By we I mean Adrian, myself, and George, who was already thirteen when his brother and I were eight and ten years old. Little sister Ursel was too small to take part in these exercises, and moreover, of us four probably one was superfluous in the kind of vocal music to which Hanne elevated our lusty shoutings. She taught us, that is, to sing rounds—of course, the ones that children know best: O, wie wohl ist mir am Abend, Es tönen die Lieder, and the one about the cuckoo and the ass; and those twilight hours in which we enjoyed them remain in my memory—or rather the memory of them later took on a heightened significance because it was they, so far as I know, that first brought my friend into contact with a “music” somewhat more artistically organized than that of mere unison songs.
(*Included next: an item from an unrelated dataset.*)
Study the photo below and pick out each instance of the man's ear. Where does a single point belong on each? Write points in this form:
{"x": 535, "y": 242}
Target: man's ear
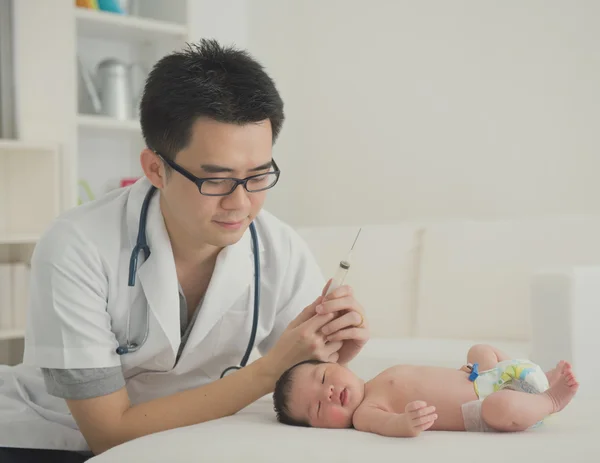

Here was a succession of interweaving voices and imitative entries, to which one was roused by a poke in the ribs from the stable-girl Hanne when the song was already in progress; when the tune had got to a certain point but was not yet at the end. The melodic components presented themselves in different layers, but no jangle or confusion ensued, for the imitation of the first phrase by the second singer fitted itself very pleasantly point for point to the continuation sung by the first. But if this first part—in the case of the piece O, wie wohl ist mir am Abend—had reached the repeated “Glocken läuten” and begun the illustrative “Ding-dang-dong,” it now formed the bass not only to “Wenn zur Ruh’,” which the second voice was just then singing, but also to the beginning “O, wie wohl,” with which, consequent on a fresh nudge in the ribs, the third singer entered, only to be relieved, when he had reached the second stage of the melody, by the first starting again at the beginning, having surrendered to the second as the fundamental bass the descriptive “Ding-dang-dong”—and so on. The fourth singer inevitably coincided with one of the others, but he tried to enliven the doubling by roaring an octave below, or else he began before the first voice, so to speak before the dawn with the fundamental bell-figure and indefatigably and cheerfully carried on with it or the fa, la, la that gaily plays round the earlier stages of the melody during the whole duration of the song.

In this way we were always separate from each other in time, but the melodic presence of each kept together pleasantly with that of the others and what we produced made a graceful web, a body of sound such as unison singing did not; a texture in whose polyphony we delighted without inquiring after its nature and cause. Even the eight- or nine-year-old Adrian probably did not notice. Or did the short laugh, more mocking than surprised, which he gave when the last “Ding-dong” faded on the air and which I came later to know so well—did it mean that he saw through the device of these little songs, which quite simply consists in that the beginning of the melody subsequently forms the second voice and that the third can serve both as bass? None of us was aware that here, led by a stable-girl, we were moving on a plane of musical culture already relatively very high, in a realm of imitative polyphony, which the fifteenth century had had to discover in order to give us pleasure. But when I think back at Adrian’s laugh, I find in retrospect that it did have in it something of knowledge and mocking initiate sense. He kept it as he grew up; I often heard it, sitting with him in theatre or concert-hall, when he was struck by some artful trick, some ingenious device within the musical structure, noticed only by the few; or by some fine psychological allusion in the dialogue of a drama. In the beginning it was unsuitable for his years, being just as a grown person would have laughed: a slight expulsion of air from nose and mouth, with a toss of the head at the same time, short, cool, yes, contemptuous, or at most as though he would say: “Good, that; droll, curious, amusing!” But his eyes were taking it in, their gaze was afar and strange, and their darkness, metal-sprinkled, had put on a deeper shade.